On the other hand, taking https://go.redirectingat.com/?id=66960X1514304&xs=1&url=https://www.yubico.com/us/product/pivot2/&referrer=theverge.com&sref=https://www.theverge.com/2021/11/19/22791271/yubico-x-keyport-pivot-2-0-key-organizer-yubikey-security-key&xcust=___vg__p_22155112__m_social__s_twitter__t_w__c_the, we extract the url parameter and following that to the next ampersand, we get https://www.yubico.com/us/product/pivot2/, which is the same as what the backend would redirect us to:

$ curl --head 'https://go.redirectingat.com/?id=66960X1514304&xs=1&url=https://www.yubico.com/us/product/pivot2/&referrer=theverge.com&sref=https://www.theverge.com/2021/11/19/22791271/yubico-x-keyport-pivot-2-0-key-organizer-yubikey-security-key&xcust=___vg__p_22155112__m_social__s_twitter__t_w__c_the'
HTTP/2 302 
...
location: https://www.yubico.com/us/product/pivot2/

and so this bouncer is supported.

URL pattern

In order to avoid applying the client-side internal redirects to an overly-broad set of URLs, the matching URL pattern should be as tight as possible.

In general, this means:

  • No wildcard in the hostname part of the URL unless this bouncer is known to use multiple sub-domains.
  • The path should be as specific as possible, though it can include wildcards if needed.

Two other things to note:

  • The query string is generally not as stable as a path and so the match pattern should not include any parts of it (e.g. the shop-links.co rule was updated to include only the hostname and the path).
  • All URL patterns should begin and end with a wildcard to catch any extra query string parameters a site might add, and to catch both the HTTP and HTTPS version of the page.

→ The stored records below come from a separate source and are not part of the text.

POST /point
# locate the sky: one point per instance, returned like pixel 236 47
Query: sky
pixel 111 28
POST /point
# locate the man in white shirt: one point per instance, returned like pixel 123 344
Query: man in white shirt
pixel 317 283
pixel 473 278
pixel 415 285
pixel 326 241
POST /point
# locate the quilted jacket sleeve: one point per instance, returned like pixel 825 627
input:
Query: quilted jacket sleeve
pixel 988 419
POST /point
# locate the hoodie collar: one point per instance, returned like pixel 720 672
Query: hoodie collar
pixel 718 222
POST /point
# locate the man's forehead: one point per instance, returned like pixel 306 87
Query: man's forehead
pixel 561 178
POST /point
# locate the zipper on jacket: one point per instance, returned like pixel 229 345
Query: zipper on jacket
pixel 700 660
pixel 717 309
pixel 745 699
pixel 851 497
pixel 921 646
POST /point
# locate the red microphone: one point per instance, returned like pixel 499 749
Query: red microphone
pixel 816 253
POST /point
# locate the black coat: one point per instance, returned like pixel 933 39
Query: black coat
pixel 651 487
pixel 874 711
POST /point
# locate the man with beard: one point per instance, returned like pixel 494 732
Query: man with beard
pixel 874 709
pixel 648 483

To summarize, a match pattern will generally look like *://hostname.example.com/path/to/redirector/*

Testing new rules

Until a built-in debugging interface is ready, the only way to test new rules is to edit the local debounce.json file:

  • /Users/<username>/Library/Application Support/BraveSoftware/Brave-Browser-Beta/afalakplffnnnlkncjhbmahjfjhmlkal/<version>/1/debounce.json on Mac
  • /home/<username>/.config/BraveSoftware/Brave-Browser-Beta/afalakplffnnnlkncjhbmahjfjhmlkal/<version>/1/debounce.json on Linux
  • /c/Users/.../AppData/Local/BraveSoftware/Brave-Browser-Nightly/User Data/afalakplffnnnlkncjhbmahjfjhmlkal/[version]/1/debounce.json on Windows

and then restart the browser profile.